Frank Ntilikina #11 of the New York Knicks drives against...

Frank Ntilikina #11 of the New York Knicks drives against Emmanuel Mudiay #0 of the Denver Nuggets duringa game at Madison Square Garden on Oct. 30, 2017 in New York City. Credit: Jim McIsaac

TORONTO — Frank Ntilikina doesn’t seem threatened by the Knicks’ acquisition of point guard Emmanuel Mudiay. The rookie said he looks forward to playing with him.

“We’re not competing against each other,” Ntilikina said. “We’re going to bring each other to the top to make the Knicks a competitive team. We can both play with the ball, we can both play off the ball, so it might be great for us.”

The Knicks acquired Mudiay from Denver on Thursday in a three-team trade that also included Dallas. Ntilikina called it “a good move.”

The initial reaction was that the Knicks already have a 6-5 point guard who isn’t a great shooter. Ntilikina, 19, has struggled offensively, shooting 35.2 percent overall and 32.2 percent from three-point range. But a source said the Knicks weren’t putting him in any deals.

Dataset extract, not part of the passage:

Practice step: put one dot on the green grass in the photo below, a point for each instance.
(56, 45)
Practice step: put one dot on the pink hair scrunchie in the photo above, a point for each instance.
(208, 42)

“I feel like I’m good here and people want me here, so I’m happy about the situation,” Ntilikina said. “And I can’t wait to keep working on my game, taking time and being patient and be the best player I can be.”

It’s doubtful that Mudiay was brought in to take minutes away from Ntilikina. Veteran point guard Jarrett Jack is expected to play less, especially if the Knicks fall further in the standings, which is likely with Kristaps Porzingis sidelined for the season with a torn ACL. The Knicks will want to see more of Ntilikina, Mudiay and Trey Burke.

Jeff Hornacek said at some point this season, Ntilikina could become the starter. “It could be down the line,” he said. “We don’t know. We’ll see what happens in the next week or so. We’ll continue to monitor that.”

The Knicks eventually could waive Jack, 34, and allow him to join a contender. He will remain in his role as a starter for the time being and said he will accept a demotion if and when the Knicks go with a youth movement.

“I don’t really have another choice,” Jack said. “What other option do I have, anyway? But that’s where your professionalism comes into play.

“I’ve never been in that situation before where they just scrapped it and allowed guys to just play or allowed them to kind of evaluate guys with some in-game situations. But if that’s the case, you’ve only got one option, and that’s go out there and be professional.”